While it didn’t stop Trump from spewing lies, or induce him to disavow the QAnon conspiracy theory that Democrats are a satanic pedophilia ring (“I do know they are very much against pedophilia,” Trump said approvingly about QAnon. “They fight it very hard.”), Guthrie’s grilling surely tamped down the presidential geyser, and it certainly wiped the Cheshire cat grin off his carrot-hued face.
Guthrie’s performance was punctuated by questions from various socially distanced, mask-wearing audience members, but the only memorable query, at least for this viewer, was the granddaughter of Russian and Polish immigrants who swooned over Trump’s smile and how handsome it made him look.
One gauge of the effectiveness of Guthrie’s performance was the howls of protests from Trump’s acolytes and sycophants, as reflected in a tweet by Fox News’ resident imp terrible, Greg Gutfeld.
“NBC is embarrassing itself. worse than expected,” he complained. “Guthrie is like a poorly disguised ambush. even she follows up with planned questions after the ‘townhall’ question. what a horrible show trial.”
Another marker was the reaction of international relations professor David Rothkopf, among the hundreds of opinion-makers who condemned NBC on Wednesday morning when the Trump town hall was announced.

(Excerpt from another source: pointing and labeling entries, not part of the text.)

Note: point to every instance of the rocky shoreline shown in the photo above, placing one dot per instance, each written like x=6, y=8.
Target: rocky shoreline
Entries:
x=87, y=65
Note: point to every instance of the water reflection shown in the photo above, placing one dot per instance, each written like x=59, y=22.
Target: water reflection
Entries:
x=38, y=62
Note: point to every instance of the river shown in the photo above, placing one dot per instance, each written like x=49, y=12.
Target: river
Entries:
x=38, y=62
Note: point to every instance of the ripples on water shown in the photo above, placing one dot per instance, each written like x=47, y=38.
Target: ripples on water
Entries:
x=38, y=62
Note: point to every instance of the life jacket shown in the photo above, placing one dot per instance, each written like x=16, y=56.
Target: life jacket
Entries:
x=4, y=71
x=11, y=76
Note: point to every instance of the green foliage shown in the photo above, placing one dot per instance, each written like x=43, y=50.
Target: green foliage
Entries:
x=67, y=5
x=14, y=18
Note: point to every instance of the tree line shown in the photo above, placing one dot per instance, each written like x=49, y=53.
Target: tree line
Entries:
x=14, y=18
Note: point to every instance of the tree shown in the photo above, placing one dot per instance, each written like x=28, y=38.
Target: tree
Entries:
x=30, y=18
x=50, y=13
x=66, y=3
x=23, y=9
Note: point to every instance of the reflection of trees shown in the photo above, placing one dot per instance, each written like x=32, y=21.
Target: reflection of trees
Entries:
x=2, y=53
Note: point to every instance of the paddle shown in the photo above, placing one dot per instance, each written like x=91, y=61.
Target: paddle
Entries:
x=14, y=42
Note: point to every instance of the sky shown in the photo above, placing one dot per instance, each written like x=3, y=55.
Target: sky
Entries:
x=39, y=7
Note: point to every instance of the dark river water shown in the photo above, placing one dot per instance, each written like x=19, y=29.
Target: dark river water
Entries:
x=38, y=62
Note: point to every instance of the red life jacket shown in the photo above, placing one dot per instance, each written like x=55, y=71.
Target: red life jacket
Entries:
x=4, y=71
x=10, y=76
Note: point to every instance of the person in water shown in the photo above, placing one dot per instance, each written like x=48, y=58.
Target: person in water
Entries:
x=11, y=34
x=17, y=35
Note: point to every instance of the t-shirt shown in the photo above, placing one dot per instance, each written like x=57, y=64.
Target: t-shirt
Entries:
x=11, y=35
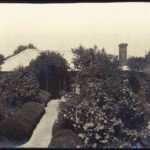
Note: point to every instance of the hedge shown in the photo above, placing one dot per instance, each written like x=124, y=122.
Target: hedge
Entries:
x=65, y=139
x=44, y=97
x=20, y=126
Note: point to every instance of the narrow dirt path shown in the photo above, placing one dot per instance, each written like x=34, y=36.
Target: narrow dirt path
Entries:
x=43, y=132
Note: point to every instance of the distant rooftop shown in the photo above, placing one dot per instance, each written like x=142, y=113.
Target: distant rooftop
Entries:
x=22, y=59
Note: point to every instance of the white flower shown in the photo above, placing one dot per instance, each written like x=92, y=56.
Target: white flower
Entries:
x=89, y=124
x=84, y=127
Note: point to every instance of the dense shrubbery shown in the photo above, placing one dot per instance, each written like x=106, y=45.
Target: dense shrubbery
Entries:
x=65, y=139
x=20, y=126
x=44, y=97
x=50, y=68
x=106, y=113
x=17, y=88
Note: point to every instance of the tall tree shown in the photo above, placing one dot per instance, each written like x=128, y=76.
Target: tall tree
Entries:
x=2, y=58
x=136, y=63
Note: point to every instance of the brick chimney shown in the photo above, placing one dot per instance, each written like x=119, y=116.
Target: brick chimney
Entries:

“Gotta say, I’m warming to Savannah Guthrie’s performance,” he tweeted as the town hall progressed. “Right now, it’s a B or B plus… but light years better than, for example, Chris Wallace in controlling Trump’s bullying and bullshitting.”
While former Republican consultant Stuart Stevens, a member of the Lincoln Project, expressed disappointment that Guthrie didn’t press Trump on his misogyny (a gambit that didn’t go especially well for Megyn Kelly back in the day), several media-elite reviews were effusive.

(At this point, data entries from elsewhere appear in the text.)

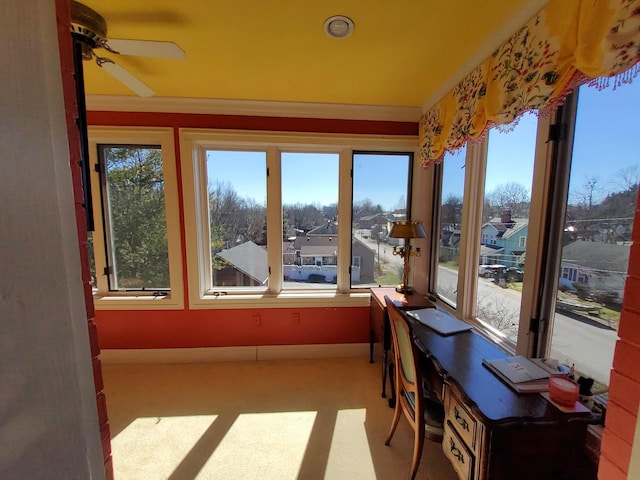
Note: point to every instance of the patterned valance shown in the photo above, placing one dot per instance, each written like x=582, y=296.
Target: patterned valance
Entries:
x=568, y=43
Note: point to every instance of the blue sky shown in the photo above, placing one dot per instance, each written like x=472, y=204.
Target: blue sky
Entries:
x=606, y=142
x=312, y=178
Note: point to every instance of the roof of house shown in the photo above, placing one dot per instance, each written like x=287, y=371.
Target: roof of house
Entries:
x=490, y=250
x=319, y=250
x=609, y=257
x=330, y=228
x=248, y=258
x=507, y=230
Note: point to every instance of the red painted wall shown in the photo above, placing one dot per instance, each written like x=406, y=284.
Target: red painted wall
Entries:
x=63, y=18
x=238, y=327
x=222, y=328
x=624, y=388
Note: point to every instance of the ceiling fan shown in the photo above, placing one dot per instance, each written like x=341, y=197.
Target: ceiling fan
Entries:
x=89, y=28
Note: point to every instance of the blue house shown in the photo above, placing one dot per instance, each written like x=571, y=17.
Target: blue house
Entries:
x=504, y=240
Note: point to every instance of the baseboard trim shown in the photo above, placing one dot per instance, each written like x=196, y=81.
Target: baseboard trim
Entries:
x=232, y=354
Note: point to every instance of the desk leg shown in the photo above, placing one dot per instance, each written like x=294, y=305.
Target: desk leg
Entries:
x=385, y=363
x=371, y=339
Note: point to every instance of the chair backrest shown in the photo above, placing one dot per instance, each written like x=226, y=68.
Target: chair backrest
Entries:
x=403, y=345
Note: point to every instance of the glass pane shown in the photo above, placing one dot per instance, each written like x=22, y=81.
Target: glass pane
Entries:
x=310, y=219
x=379, y=198
x=237, y=194
x=603, y=189
x=450, y=224
x=135, y=218
x=505, y=217
x=92, y=260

“FWIW,” tweeted the Times’ Michael Barbaro, “@SavannahGuthrie has figured out how to repeatedly and frequently interrupt the president in exactly the way required to actually interview him.”

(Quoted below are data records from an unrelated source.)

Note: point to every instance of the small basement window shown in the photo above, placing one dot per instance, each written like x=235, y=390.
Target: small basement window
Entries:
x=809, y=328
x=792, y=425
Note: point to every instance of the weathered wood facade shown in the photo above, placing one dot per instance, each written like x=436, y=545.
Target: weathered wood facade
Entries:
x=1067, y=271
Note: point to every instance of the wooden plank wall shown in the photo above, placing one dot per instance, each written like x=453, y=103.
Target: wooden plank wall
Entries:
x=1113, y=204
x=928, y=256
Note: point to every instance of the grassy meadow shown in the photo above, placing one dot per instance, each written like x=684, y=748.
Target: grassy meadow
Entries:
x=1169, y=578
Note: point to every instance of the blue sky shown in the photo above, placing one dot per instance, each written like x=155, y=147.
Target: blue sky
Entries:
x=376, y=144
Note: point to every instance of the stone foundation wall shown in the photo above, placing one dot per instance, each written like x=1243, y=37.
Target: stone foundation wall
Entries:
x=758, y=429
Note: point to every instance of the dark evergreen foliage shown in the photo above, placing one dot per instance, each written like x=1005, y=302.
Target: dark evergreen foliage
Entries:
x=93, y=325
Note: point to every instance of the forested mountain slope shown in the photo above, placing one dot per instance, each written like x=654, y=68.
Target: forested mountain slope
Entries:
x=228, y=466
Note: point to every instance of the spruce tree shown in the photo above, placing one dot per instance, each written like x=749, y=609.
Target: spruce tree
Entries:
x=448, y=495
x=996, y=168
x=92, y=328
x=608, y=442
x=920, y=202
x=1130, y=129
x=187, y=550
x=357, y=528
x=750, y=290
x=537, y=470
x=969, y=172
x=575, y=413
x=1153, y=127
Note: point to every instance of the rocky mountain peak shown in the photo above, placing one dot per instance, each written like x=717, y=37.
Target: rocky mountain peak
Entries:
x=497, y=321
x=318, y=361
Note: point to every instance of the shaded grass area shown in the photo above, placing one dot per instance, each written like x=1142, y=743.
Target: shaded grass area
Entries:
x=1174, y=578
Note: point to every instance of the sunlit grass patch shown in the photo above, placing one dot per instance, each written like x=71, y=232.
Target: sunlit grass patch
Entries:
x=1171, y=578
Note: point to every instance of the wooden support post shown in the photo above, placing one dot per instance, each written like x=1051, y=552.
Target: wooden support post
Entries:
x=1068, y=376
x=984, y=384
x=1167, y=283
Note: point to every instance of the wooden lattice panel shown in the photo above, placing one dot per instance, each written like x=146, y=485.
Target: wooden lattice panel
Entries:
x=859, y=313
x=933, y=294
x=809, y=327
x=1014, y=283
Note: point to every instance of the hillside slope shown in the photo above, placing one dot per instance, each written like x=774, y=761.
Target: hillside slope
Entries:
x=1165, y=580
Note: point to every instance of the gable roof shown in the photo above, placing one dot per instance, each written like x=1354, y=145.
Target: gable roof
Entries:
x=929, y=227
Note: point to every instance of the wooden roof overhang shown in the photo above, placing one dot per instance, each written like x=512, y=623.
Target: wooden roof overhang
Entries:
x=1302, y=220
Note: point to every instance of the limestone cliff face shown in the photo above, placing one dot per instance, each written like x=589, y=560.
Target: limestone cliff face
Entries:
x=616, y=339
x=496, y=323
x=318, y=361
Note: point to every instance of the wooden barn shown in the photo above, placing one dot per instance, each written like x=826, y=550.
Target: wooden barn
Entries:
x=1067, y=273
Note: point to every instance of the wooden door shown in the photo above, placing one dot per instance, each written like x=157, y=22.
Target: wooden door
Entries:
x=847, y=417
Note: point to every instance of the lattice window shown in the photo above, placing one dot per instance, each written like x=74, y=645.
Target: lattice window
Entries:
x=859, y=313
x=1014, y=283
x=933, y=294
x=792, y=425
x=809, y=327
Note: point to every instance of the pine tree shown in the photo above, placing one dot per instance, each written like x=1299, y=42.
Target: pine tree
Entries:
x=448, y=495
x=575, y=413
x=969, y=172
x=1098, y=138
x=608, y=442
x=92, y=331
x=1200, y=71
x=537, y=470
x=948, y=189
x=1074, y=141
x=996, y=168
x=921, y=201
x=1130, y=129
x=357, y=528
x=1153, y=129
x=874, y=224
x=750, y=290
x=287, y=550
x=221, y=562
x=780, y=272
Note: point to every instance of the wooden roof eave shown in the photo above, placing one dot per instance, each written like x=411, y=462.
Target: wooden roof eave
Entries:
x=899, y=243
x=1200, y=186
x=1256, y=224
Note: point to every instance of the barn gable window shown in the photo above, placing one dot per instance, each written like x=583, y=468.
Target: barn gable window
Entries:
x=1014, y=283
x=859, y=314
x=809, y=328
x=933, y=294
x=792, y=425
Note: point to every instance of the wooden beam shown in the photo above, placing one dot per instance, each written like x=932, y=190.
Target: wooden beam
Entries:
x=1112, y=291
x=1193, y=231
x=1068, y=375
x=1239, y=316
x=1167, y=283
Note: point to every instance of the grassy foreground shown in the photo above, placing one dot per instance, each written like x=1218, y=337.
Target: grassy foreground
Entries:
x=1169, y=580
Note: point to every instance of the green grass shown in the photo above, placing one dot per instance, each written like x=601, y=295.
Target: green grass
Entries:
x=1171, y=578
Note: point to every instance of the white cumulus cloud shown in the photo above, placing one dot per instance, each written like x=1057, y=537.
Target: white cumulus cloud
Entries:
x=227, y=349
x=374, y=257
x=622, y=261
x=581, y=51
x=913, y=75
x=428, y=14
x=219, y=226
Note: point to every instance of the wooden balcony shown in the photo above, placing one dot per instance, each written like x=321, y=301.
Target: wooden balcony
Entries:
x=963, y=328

The Washington Post’s Philip Rucker praised her for “sharp, tough questioning” and for “smartly following up to pin Trump down when he responds with vague or rambling answers.”
The BBC’s Paul Danahar opined that Guthrie “is the toughest moderator/interviewer that the President Trump has faced for some time,” while his colleague Nick Bryant asked: “Can Savannah Guthrie moderate every presidential debate?”
Even Rachel Maddow, who was at pains post-town hall to dissociate MSNBC from the entire enterprise, stressing that it was a production, however dubious, of NBC News, called Guthrie’s performance “sharp.”
Albeit a handsomely remunerated TV star, Guthrie has faced down head-swimming challenges before—being installed in the Today show chair beside Matt Lauer right after Ann Curry’s ugly departure and having to announce live on air Lauer’s even uglier exit. She was a significant improvement, in any case, on a previous NBC town hall in 2016, when Lauer tormented Hillary Clinton about her emails for half of a 30-minute session but let Trump get away with murder.
Trump on Thursday night must have been missing the disgraced Lauer.